Recently, several generic drug-makers in countries such as India have offered to sell HIV drugs currently protected under United States patents to patients in Africa at prices significantly below those offered by the drugs’ patent holders in other countries. There is a risk that these drugs produced by the generic drug-makers could be illegally made or imported into the United States and other countries at prices below those charged by the drugs’ patent holders. If any of these actions occur with respect to our drugs, it could limit the amount we could charge for our drugs.

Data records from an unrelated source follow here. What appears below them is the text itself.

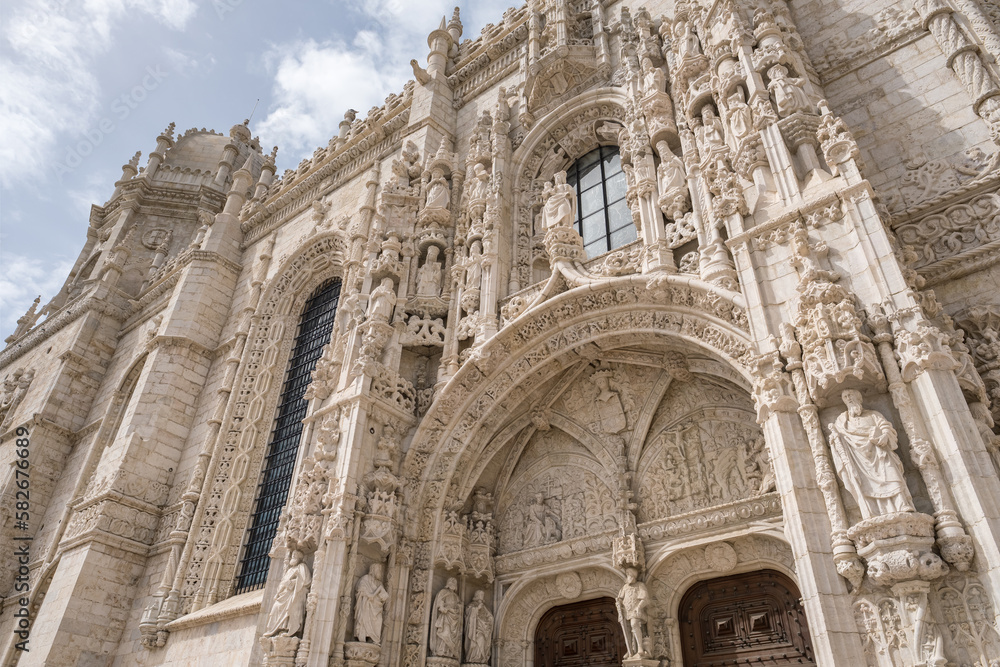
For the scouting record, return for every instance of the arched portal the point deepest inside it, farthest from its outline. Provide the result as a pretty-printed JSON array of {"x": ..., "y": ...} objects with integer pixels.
[
  {"x": 578, "y": 634},
  {"x": 750, "y": 618}
]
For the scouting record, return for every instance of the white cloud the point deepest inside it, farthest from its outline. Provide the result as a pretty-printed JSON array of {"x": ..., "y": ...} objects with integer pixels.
[
  {"x": 51, "y": 91},
  {"x": 23, "y": 279},
  {"x": 315, "y": 83}
]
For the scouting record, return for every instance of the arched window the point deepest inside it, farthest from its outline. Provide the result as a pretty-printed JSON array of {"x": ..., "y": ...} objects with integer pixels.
[
  {"x": 315, "y": 328},
  {"x": 602, "y": 216}
]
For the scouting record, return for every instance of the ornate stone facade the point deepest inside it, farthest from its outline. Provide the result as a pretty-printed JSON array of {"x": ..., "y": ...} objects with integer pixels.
[{"x": 499, "y": 424}]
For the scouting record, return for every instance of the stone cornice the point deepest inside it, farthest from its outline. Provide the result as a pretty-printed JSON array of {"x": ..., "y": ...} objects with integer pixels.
[
  {"x": 234, "y": 607},
  {"x": 69, "y": 313},
  {"x": 350, "y": 159}
]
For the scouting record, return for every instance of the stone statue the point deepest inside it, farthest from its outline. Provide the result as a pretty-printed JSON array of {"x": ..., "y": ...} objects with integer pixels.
[
  {"x": 383, "y": 300},
  {"x": 474, "y": 269},
  {"x": 788, "y": 95},
  {"x": 863, "y": 442},
  {"x": 429, "y": 275},
  {"x": 289, "y": 608},
  {"x": 446, "y": 622},
  {"x": 560, "y": 203},
  {"x": 632, "y": 602},
  {"x": 713, "y": 134},
  {"x": 369, "y": 605},
  {"x": 670, "y": 173},
  {"x": 438, "y": 195},
  {"x": 654, "y": 80},
  {"x": 480, "y": 186},
  {"x": 689, "y": 44},
  {"x": 541, "y": 525},
  {"x": 740, "y": 120},
  {"x": 478, "y": 631}
]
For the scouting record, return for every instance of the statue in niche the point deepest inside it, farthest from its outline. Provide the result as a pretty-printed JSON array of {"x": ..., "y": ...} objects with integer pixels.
[
  {"x": 474, "y": 269},
  {"x": 740, "y": 119},
  {"x": 478, "y": 631},
  {"x": 632, "y": 604},
  {"x": 438, "y": 195},
  {"x": 671, "y": 170},
  {"x": 654, "y": 80},
  {"x": 863, "y": 444},
  {"x": 480, "y": 186},
  {"x": 713, "y": 134},
  {"x": 429, "y": 275},
  {"x": 560, "y": 203},
  {"x": 788, "y": 95},
  {"x": 541, "y": 524},
  {"x": 689, "y": 44},
  {"x": 382, "y": 301},
  {"x": 289, "y": 608},
  {"x": 370, "y": 599},
  {"x": 608, "y": 406},
  {"x": 446, "y": 622}
]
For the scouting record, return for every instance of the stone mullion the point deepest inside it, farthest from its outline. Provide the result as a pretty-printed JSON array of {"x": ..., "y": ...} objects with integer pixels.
[
  {"x": 976, "y": 489},
  {"x": 981, "y": 26},
  {"x": 339, "y": 531},
  {"x": 833, "y": 630}
]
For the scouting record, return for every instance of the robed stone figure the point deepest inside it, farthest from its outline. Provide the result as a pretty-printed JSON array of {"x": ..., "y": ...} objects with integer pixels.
[
  {"x": 289, "y": 606},
  {"x": 863, "y": 444},
  {"x": 559, "y": 209},
  {"x": 369, "y": 606},
  {"x": 446, "y": 622},
  {"x": 478, "y": 631}
]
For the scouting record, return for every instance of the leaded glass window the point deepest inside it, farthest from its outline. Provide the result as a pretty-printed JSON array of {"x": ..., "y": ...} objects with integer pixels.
[
  {"x": 602, "y": 215},
  {"x": 315, "y": 328}
]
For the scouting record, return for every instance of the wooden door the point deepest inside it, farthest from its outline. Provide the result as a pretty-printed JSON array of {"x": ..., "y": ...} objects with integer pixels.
[
  {"x": 748, "y": 619},
  {"x": 583, "y": 634}
]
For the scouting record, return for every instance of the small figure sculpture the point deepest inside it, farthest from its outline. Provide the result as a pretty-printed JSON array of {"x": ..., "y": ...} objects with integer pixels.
[
  {"x": 740, "y": 120},
  {"x": 541, "y": 525},
  {"x": 478, "y": 631},
  {"x": 632, "y": 602},
  {"x": 429, "y": 275},
  {"x": 788, "y": 95},
  {"x": 383, "y": 299},
  {"x": 370, "y": 599},
  {"x": 446, "y": 622},
  {"x": 474, "y": 269},
  {"x": 863, "y": 442},
  {"x": 289, "y": 608},
  {"x": 671, "y": 170},
  {"x": 438, "y": 195},
  {"x": 713, "y": 134},
  {"x": 560, "y": 203},
  {"x": 689, "y": 44},
  {"x": 480, "y": 186},
  {"x": 653, "y": 78}
]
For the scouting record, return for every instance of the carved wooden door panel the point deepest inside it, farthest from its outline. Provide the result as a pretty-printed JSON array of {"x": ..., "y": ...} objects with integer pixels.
[
  {"x": 584, "y": 634},
  {"x": 748, "y": 619}
]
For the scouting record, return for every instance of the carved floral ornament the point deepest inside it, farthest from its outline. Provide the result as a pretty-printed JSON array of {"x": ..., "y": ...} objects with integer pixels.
[{"x": 226, "y": 507}]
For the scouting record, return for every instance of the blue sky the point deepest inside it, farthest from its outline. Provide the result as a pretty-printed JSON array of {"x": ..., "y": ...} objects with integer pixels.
[{"x": 84, "y": 84}]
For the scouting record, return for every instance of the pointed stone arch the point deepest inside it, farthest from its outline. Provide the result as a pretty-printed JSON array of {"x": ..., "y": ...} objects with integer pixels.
[
  {"x": 481, "y": 399},
  {"x": 239, "y": 449}
]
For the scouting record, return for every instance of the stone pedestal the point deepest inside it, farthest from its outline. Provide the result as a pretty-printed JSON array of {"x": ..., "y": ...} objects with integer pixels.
[
  {"x": 438, "y": 661},
  {"x": 361, "y": 654},
  {"x": 640, "y": 662},
  {"x": 898, "y": 548},
  {"x": 279, "y": 651}
]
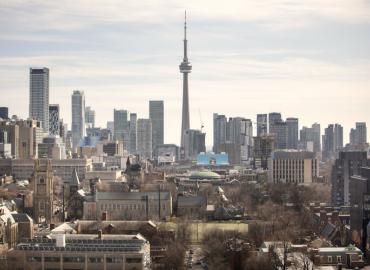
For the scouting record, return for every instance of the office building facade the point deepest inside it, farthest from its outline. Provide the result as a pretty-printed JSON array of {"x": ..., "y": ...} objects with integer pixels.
[
  {"x": 39, "y": 96},
  {"x": 292, "y": 129},
  {"x": 54, "y": 122},
  {"x": 78, "y": 118},
  {"x": 156, "y": 115},
  {"x": 261, "y": 124},
  {"x": 292, "y": 166},
  {"x": 144, "y": 138}
]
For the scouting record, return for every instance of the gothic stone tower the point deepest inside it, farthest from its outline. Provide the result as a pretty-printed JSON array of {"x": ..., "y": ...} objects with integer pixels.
[{"x": 43, "y": 192}]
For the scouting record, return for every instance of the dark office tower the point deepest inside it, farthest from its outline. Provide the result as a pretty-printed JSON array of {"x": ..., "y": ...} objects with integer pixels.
[
  {"x": 310, "y": 138},
  {"x": 261, "y": 124},
  {"x": 78, "y": 118},
  {"x": 120, "y": 124},
  {"x": 89, "y": 117},
  {"x": 338, "y": 137},
  {"x": 156, "y": 115},
  {"x": 359, "y": 189},
  {"x": 292, "y": 128},
  {"x": 328, "y": 143},
  {"x": 194, "y": 143},
  {"x": 345, "y": 166},
  {"x": 54, "y": 124},
  {"x": 316, "y": 137},
  {"x": 132, "y": 133},
  {"x": 219, "y": 131},
  {"x": 280, "y": 131},
  {"x": 273, "y": 118},
  {"x": 4, "y": 112},
  {"x": 358, "y": 136},
  {"x": 39, "y": 96},
  {"x": 185, "y": 69}
]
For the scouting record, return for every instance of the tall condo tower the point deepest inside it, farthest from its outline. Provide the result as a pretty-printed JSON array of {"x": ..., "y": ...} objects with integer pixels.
[
  {"x": 39, "y": 96},
  {"x": 185, "y": 69}
]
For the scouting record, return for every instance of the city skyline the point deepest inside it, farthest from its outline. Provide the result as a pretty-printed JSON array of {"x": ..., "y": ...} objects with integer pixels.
[{"x": 257, "y": 77}]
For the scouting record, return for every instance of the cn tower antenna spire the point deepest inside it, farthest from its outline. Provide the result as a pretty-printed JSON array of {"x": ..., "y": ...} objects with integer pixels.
[
  {"x": 185, "y": 27},
  {"x": 185, "y": 69}
]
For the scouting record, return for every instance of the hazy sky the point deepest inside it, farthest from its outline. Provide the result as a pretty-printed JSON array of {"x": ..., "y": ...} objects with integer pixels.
[{"x": 309, "y": 59}]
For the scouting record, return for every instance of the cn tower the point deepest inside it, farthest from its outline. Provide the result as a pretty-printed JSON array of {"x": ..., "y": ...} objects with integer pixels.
[{"x": 185, "y": 69}]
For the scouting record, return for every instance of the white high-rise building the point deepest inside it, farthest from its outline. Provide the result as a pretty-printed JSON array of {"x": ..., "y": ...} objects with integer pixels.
[
  {"x": 39, "y": 96},
  {"x": 89, "y": 117},
  {"x": 144, "y": 138},
  {"x": 54, "y": 123},
  {"x": 78, "y": 118},
  {"x": 156, "y": 115}
]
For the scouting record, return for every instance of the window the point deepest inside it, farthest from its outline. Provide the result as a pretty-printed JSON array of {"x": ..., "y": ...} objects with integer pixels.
[
  {"x": 52, "y": 259},
  {"x": 34, "y": 259},
  {"x": 73, "y": 259},
  {"x": 95, "y": 259},
  {"x": 133, "y": 260},
  {"x": 114, "y": 260}
]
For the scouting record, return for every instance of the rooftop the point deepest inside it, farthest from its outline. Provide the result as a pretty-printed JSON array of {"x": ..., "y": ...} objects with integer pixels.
[{"x": 87, "y": 242}]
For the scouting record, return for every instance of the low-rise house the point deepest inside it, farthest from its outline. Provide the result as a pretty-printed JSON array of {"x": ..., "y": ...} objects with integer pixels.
[
  {"x": 193, "y": 207},
  {"x": 350, "y": 256},
  {"x": 82, "y": 251}
]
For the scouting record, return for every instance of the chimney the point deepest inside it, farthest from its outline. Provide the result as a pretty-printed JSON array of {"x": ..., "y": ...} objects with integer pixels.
[
  {"x": 104, "y": 216},
  {"x": 334, "y": 216},
  {"x": 323, "y": 216},
  {"x": 60, "y": 240}
]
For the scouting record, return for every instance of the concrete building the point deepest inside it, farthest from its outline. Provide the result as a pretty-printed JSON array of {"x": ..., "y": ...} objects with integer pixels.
[
  {"x": 121, "y": 125},
  {"x": 129, "y": 206},
  {"x": 161, "y": 152},
  {"x": 156, "y": 115},
  {"x": 54, "y": 122},
  {"x": 39, "y": 96},
  {"x": 43, "y": 180},
  {"x": 310, "y": 138},
  {"x": 82, "y": 251},
  {"x": 358, "y": 136},
  {"x": 280, "y": 130},
  {"x": 78, "y": 118},
  {"x": 359, "y": 187},
  {"x": 89, "y": 117},
  {"x": 52, "y": 147},
  {"x": 185, "y": 69},
  {"x": 219, "y": 131},
  {"x": 23, "y": 168},
  {"x": 346, "y": 165},
  {"x": 292, "y": 129},
  {"x": 338, "y": 137},
  {"x": 263, "y": 147},
  {"x": 233, "y": 136},
  {"x": 4, "y": 113},
  {"x": 194, "y": 143},
  {"x": 132, "y": 133},
  {"x": 273, "y": 118},
  {"x": 144, "y": 138},
  {"x": 111, "y": 148},
  {"x": 291, "y": 166},
  {"x": 261, "y": 124}
]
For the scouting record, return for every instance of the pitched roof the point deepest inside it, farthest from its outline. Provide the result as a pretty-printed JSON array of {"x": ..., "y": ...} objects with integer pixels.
[
  {"x": 75, "y": 181},
  {"x": 165, "y": 195}
]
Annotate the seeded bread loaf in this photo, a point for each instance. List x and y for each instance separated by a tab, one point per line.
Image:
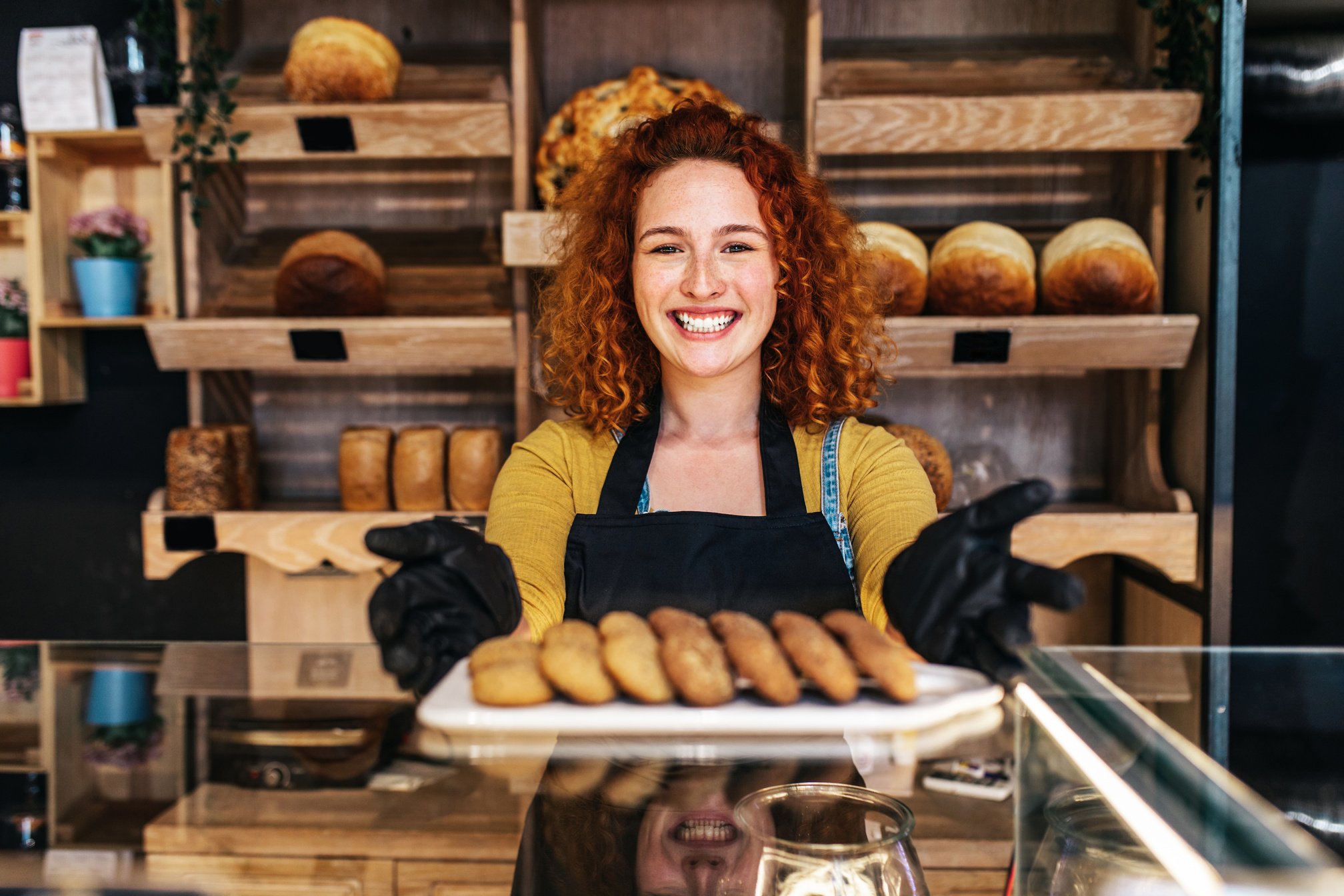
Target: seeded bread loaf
329	275
202	471
983	269
473	461
363	468
933	457
895	265
1097	266
418	461
333	59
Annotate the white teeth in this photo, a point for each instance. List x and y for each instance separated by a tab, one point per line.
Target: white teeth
711	324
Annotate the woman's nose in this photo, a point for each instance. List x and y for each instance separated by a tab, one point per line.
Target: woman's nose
702	280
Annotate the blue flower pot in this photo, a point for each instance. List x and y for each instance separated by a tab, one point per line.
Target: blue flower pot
108	287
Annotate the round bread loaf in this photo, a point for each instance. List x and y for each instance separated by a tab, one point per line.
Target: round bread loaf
418	461
933	457
473	461
333	59
363	468
329	275
895	265
1097	266
981	269
593	117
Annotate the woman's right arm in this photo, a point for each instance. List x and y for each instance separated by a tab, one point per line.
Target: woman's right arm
530	516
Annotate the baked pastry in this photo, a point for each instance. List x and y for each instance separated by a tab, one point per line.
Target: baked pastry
1097	266
933	457
243	438
201	469
981	269
816	655
365	457
329	275
507	676
571	661
757	656
895	266
333	59
418	461
592	120
473	463
631	657
877	655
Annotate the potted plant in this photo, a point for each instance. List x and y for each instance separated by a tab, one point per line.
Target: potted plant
14	337
109	275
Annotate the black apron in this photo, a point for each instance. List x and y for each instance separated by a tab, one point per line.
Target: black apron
702	562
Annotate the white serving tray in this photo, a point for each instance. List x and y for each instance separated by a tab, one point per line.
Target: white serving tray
945	692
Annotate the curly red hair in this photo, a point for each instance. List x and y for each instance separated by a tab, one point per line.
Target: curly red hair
820	357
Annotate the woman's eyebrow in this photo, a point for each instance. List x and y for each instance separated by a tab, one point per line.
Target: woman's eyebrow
721	231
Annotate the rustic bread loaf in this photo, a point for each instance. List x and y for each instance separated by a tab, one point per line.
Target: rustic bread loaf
1097	266
243	439
981	269
933	457
333	59
593	117
473	461
329	275
363	461
202	471
418	461
895	265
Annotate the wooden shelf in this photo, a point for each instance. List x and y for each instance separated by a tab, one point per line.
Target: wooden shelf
939	97
1039	344
99	323
292	541
440	112
370	344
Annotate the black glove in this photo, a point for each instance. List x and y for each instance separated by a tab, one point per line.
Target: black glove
452	591
960	597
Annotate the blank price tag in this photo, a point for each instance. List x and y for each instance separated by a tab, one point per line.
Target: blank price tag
190	533
981	347
325	133
317	345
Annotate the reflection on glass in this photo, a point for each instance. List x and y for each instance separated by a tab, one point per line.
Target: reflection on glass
831	840
1087	851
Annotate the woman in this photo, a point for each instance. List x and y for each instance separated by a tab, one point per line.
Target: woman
707	332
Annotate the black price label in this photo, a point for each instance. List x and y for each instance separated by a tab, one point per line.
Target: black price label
981	347
325	133
190	533
317	345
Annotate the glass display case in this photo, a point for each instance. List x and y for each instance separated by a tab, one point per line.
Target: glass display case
303	769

In addition to our patented technology, we also rely on unpatented technology, trade secrets and confidential information. We may not be able to effectively protect our rights to this technology or information. Other parties may independently develop substantially equivalent information and techniques or otherwise gain access to or disclose our technology. We require each of our employees, consultants and corporate partners to execute a confidentiality agreement at the commencement of an employment, consulting or collaborative relationship with us. However, these agreements may not provide effective protection of our technology or information or, in the event of unauthorized use or disclosure, they may not provide adequate remedies.

The occurrence of any of these risks could have a material adverse effect on our business, financial condition, results of operations and market price of our stock.

The intellectual property of our competitors or other third parties may prevent us from developing or commercializing our drug candidates.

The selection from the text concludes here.